Not quite - see above.

sneakyimp;11043675 wrote:
Can we agree that var_no is not especially valuable data and that the hashes are the real story? Or are the values in var_hash interesting? I'm guessing that it looks something like a "reversed" array of some kind...sort of like an associative array with var hashes as keys and ulongs as values. Something like:
$var_hash = array(
  "abcdef1234567890abedef" => 1,
  "1324abdeadbeef1343adfa" => 2,
  "234343482428348234aadb" => 3,
  "aabeababaedeadbeefdea3" => 4,
  "afafssadfsadfsadfasdsa" => 5
);

I would agree with the above, but again - I'm not 100% confident I understand how this function fits into the grander scheme that is the PHP engine.

sneakyimp;11043675 wrote:
Last (perhaps most important) question: Any suggestions on how I can work on my tiny PECL extension and get it to run in a debugger so I step through the code line by line and inspect values, etc.?

'Fraid I can't help you there. What little PHP compilation I've ever done has been on Ubuntu or Cygwin, and I've never compiled it with the aim of debugging it.

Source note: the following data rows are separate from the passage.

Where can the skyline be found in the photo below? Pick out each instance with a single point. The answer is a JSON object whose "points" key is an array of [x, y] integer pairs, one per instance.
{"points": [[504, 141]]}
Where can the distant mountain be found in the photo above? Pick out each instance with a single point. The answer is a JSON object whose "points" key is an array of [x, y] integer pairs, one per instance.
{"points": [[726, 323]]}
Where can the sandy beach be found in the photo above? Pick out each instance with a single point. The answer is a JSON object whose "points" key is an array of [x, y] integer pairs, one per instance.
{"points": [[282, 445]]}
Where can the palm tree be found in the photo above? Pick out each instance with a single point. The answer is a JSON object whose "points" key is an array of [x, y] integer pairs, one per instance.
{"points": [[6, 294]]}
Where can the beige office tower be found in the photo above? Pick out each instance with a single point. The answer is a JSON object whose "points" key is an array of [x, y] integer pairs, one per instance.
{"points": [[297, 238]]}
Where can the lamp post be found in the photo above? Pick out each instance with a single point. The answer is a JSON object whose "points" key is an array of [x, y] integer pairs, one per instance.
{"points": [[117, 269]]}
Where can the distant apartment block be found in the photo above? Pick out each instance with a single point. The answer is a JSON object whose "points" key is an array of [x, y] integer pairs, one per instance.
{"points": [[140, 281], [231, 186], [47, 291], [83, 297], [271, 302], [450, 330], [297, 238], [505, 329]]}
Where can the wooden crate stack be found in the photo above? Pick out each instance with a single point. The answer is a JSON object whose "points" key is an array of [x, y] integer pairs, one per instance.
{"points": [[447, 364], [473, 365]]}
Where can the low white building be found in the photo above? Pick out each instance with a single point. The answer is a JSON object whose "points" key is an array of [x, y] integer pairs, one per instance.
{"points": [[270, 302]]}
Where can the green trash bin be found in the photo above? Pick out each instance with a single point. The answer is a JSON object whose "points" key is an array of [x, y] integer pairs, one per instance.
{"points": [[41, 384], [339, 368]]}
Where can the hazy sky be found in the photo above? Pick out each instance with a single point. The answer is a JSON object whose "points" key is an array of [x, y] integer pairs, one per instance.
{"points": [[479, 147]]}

Are you compiling on Windows? Seems like they should have some sort of ability to provide or generate a VS solution for easy debugging. I say that having never gone looking for that ability, though, so YMMV.

sneakyimp

Thanks a million (again) for clarifications. They really really help. This one function is used by the function [man]serialize[/man] to help it recognize when it has already serialized an array or object -- this is important when trying to serialize looping or self-referential data structures -- like an array that has itself as a member somewhere.

I'm compiling and coding on Ubuntu. I have managed, through a long and arduous process, to get Eclipse CDT to step through my code, but I still must configure/make manually in a terminal window. I wish there were some way to set up my Eclipse CDT project (which includes all the source in the entire PHP project to re-build my extension (and ONLY my extension) when I make changes to it.